**1.7** « Ô le meilleur des deux-fois-nés ! Veuille aussi prendre note de ceux qui se distinguent dans notre camp. Pour te le rappeler, je nomme les chefs de mon armée. »
**Commentaire :** *'Asmākam tu viśiṣṭā ye tān nibodha dvijottama'* — Duryodhana dit à Dronacharya : « Ô le plus éminent des deux-fois-nés ! De même qu’il y a d’excellents grands guerriers dans l’armée des Pândava, de même, dans notre armée aussi, il y a de grands guerriers non moins distingués ; bien plus, ils possèdent une distinction encore plus grande comparés aux grands guerriers de leur armée. Veuille les comprendre également. » L’intention derrière l’emploi du verbe *'paśya'* (voir) au troisième verset et de *'nibodha'* (prends note) ici est que l’armée Pândava se tient devant, donc pour la voir, Duryodhana utilise le verbe *'paśya'*. En revanche, sa propre armée n’est pas devant, c’est-à-dire que le dos de Dronacharya est tourné vers son armée, donc au lieu de dire de la regarder, Duryodhana utilise le verbe *'nibodha'* pour demander que son attention s’y porte.

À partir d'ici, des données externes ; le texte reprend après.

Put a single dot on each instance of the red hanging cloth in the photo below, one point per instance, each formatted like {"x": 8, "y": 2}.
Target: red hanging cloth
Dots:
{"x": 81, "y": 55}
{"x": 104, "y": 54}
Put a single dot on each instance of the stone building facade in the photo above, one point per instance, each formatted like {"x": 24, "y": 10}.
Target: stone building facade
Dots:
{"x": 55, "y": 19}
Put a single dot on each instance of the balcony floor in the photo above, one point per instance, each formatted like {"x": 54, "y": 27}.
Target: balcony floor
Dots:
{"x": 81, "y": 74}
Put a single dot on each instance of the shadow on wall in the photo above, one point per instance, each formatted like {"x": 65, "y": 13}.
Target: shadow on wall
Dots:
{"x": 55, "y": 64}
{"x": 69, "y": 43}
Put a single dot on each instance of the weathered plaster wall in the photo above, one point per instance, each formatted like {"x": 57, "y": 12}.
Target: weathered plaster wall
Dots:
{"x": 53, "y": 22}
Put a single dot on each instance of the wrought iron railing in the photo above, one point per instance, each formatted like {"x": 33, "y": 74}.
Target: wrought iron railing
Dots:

*'Nāyakā mama sainyasya sañjñārthaṁ tān bravīmi te'* — « Les commandants distingués, les chefs, les grands guerriers de mon armée, je les nomme seulement pour te le rappeler, seulement pour attirer ton attention là-dessus. »
La signification du mot *'sañjñārtham'* est que nous avons de nombreux commandants d’armée ; comment pourrais-je tous les nommer ? C’est pourquoi je me contente de les indiquer ; car de toute façon, tu les connais tous.
Dans ce verset, le sentiment de Duryodhana semble être que notre camp n’est en rien faible. Cependant, selon l’art de gouverner, même si le camp ennemi est très faible et son propre camp très fort, même dans une telle situation, l’ennemi ne doit pas être considéré comme faible, et pas même une trace de négligence ou d’indifférence ne doit être autorisée à naître en soi. C’est pourquoi, par précaution, j’ai parlé de leur armée, et maintenant je parle de la nôtre.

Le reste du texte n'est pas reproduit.